In 1965, the fledgling BIU, standing almost alone, began a long and bitter series of battles. First for recognition, then for better working conditions and benefits. Though thousands of other workers – and almost all employers – disparaged the BIU, every Bermudian benefited from those early battles fought, and won, by the BIU.
It’s now 2005. Forty years on. Is the BIU – for that matter, all of Bermuda’s major unions – still as relevant and as important now – as then? Have unions, generally, outlived much of their early usefulness?
I believe they have. Pensions, health benefits, safety-at-work issues, quality of life-at-work issues, sexual harassment issues, regulated maximum working hours and payment for over-time, job security, standard agreements between employees and employers, vacation and holiday pay benefits, severance pay, ‘sick’ time, compassionate leave, maternity leave, smoking or non-smoking, and more besides… What isn’t covered by legislation has become enshrined by ‘custom’ or protected by competition.
All western unions have fought their way out of those dark ages when workers could be beaten, starved-out, and locked-out with impunity. Now, in the developed west, workers have encased their rights in national laws. It has happened in the USA, UK, Canada, Germany… and in Bermuda.
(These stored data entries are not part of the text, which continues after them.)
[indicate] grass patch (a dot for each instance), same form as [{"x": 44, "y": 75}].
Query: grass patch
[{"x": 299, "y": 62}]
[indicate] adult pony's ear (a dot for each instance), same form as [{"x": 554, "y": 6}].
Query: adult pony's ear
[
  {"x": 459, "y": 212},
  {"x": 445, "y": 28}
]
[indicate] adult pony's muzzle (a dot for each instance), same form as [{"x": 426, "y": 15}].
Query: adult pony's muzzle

Normal pay for a Delta Airlines pilot was over $100,000 a year. These pilots recently concluded a ‘pay cut’ agreement with Delta airline bosses. Delta’s pilots did this in order to help ensure that their ‘jobs’ with Delta Airline would continue. The alternative? Delta’s pilots could keep their high pay. Delta Airlines would then go bankrupt. Delta’s pilots would then be jobless and payless. So? The pilots union agreed to take cuts in pay and benefits.
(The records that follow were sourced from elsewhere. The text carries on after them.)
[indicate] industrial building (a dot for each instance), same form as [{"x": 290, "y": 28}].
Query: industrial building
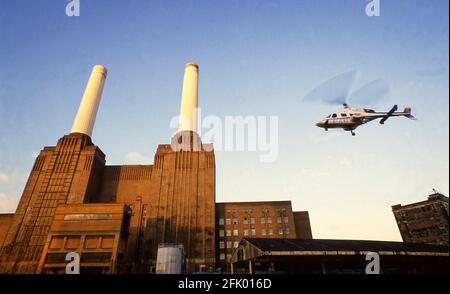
[
  {"x": 115, "y": 216},
  {"x": 425, "y": 221},
  {"x": 302, "y": 256},
  {"x": 261, "y": 219}
]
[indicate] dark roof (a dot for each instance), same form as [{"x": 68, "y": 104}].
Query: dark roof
[{"x": 341, "y": 245}]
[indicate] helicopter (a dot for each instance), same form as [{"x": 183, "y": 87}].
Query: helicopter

In the developed west, it seems that Unions are doing more and more bargaining aimed at keeping a business viable and thus protecting continuity of employment. That’s change. Will the same happen here in Bermuda? It will. It must.
On the global scale, Bermudians are top-o-the-heap when it comes to national per capita incomes. This means that Bermuda employers are top-o-the-heap when it comes to wage and salary expenses. This means that the employer/employee combination that makes up the thing called a ‘business’ has top-o-the-heap costs. Bermuda’s top-o-the-heap businesses are now – in 2005 and into the future – in direct competition with other similar businesses elsewhere in the world. Businesses that have much lower costs.
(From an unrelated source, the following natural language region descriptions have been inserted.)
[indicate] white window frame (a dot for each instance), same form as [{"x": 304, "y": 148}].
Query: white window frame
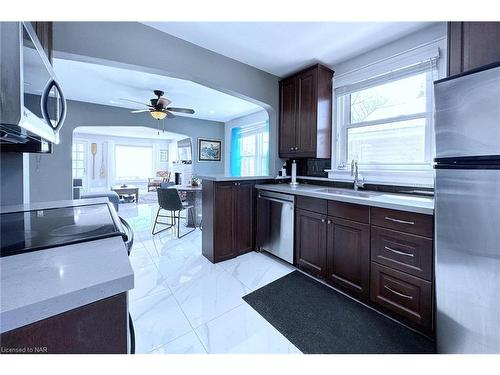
[
  {"x": 397, "y": 67},
  {"x": 119, "y": 179},
  {"x": 255, "y": 129},
  {"x": 85, "y": 160},
  {"x": 163, "y": 155}
]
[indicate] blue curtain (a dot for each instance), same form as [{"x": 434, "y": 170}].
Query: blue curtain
[
  {"x": 265, "y": 172},
  {"x": 235, "y": 165}
]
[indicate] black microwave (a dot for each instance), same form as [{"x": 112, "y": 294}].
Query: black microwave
[{"x": 32, "y": 103}]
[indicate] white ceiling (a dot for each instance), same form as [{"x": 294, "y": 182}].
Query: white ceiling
[
  {"x": 281, "y": 48},
  {"x": 129, "y": 132},
  {"x": 106, "y": 85}
]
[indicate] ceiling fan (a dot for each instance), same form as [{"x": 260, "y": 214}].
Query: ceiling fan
[{"x": 159, "y": 107}]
Given the spread of modern technology and the generic commonality of consumer demands, Toyota and General Motors and Renault all make a similar consumer product. In 2005, physical geography still sets workers apart. However the invisible and inexorable realities of global economics, now driven by the interposition of the twenty-year old Internet, forces workers back together again. That’s where wage competition has really gone.
The US car-worker union that wins higher pay for its American worker, simply succeeds in making American-made American cars even more expensive than Japanese-made Japanese cars. In 2005, the reality is that even though he is face-to-face with his US employer, the US worker bargaining for a $25 an hour package is really bargaining against a worker in a foreign country who is bargaining for a $15 an hour package.
If the US worker ‘wins’ a $25 package, US car sales – and thus US car worker jobs – will fall because an American Dodge Saturn can be replaced by a Japanese Toyota Camry or French Renault Megane. Looming in the near future, like the Japanese cars that came in the 1970’s, will be new and inexpensive Chinese cars coming out of a very low wage Chinese economy.
Bermudian workers are now in direct competition with every worker everywhere else in the world. Don’t believe me? Look at the faces around you. Listen to the multitude of accents in our teeny-tiny 35,000 worker environment. Bermudian workers are competing against workers in Ireland and Singapore and Barbados and India and the Philippines and ….
On 2nd February 2005, are Bermuda’s unions still as important as they were forty years ago, on 2nd February 1965? Is their mission still the same?
Like Delta’s pilots, Bermudian workers and Bermuda unions are enmeshed in a new world. In our Bermuda, on 2nd February 2005, the same quality of accelerated change that began forty years ago on 2nd February 1965 is already underway. Changes that have already come are causing the end of some old style wage and benefit bargaining. These changes are driven by the realities of our global economy.
This reality didn’t exist forty years ago on 2nd February 1965.